Tente en moustiquaire blanche montée en brousse, abritant deux scientifiques en tenue de sécurité bactériologique et virale, travaillant sur des échantillons.

L’investigation de terrain en zone d’épidémie sur des échantillons biologiques nécessite des précautions comparables à celles d’un laboratoire de haute sécurité.

© IRD - Jean-Jacques Lemasson

Épidémie de Marburg : la recherche-intervention en première ligne

Mis à jour le 15.11.2023

Face aux flambées épidémiques qui émergent à l’interface entre l’humanité et le monde sauvage, les scientifiques ont développé un savoir-faire spécifique pour lancer des recherches sur le terrain répondant à l’urgence de la situation. Les spécialistes de l’IRD et leurs partenaires camerounais viennent ainsi d’engager des travaux multidisciplinaires pour comprendre et contenir un épisode de maladie à virus de Marburg particulièrement létal parti de Guinée équatoriale. Explications avec Ahidjo Ayouba, virologue IRD, qui a coordonné le projet MARCAM, véritable défi scientifique et logistique.

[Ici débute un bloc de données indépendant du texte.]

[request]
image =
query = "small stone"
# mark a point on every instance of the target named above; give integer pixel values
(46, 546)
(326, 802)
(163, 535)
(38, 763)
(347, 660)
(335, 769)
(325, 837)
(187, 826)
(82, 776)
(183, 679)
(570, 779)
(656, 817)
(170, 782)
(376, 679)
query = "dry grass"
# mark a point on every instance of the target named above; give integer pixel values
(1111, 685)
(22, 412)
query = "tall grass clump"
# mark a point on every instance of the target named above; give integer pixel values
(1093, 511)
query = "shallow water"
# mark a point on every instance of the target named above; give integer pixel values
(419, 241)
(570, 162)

Alors que les spectres du Covid et d’Ébola s’éloignent enfin, une nouvelle alerte épidémiologique lancée par le ministère équatoguinéen de la Santé le 8 février dernier a de quoi effrayer : une fièvre hémorragique inconnue sévit dans le nord du pays, où elle a déjà fait plusieurs victimes. « Le 23 février, la première flambée de la maladie à virus Marburg dans le pays est confirmée », raconte Ahidjo Ayouba, virologue dans l’unité de recherche TRANSVHIMI. Le foyer épidémique touche une région proche du Cameroun et la plupart des victimes et des cas contacts identifiés proviennent d’un district situé à la frontière des deux pays.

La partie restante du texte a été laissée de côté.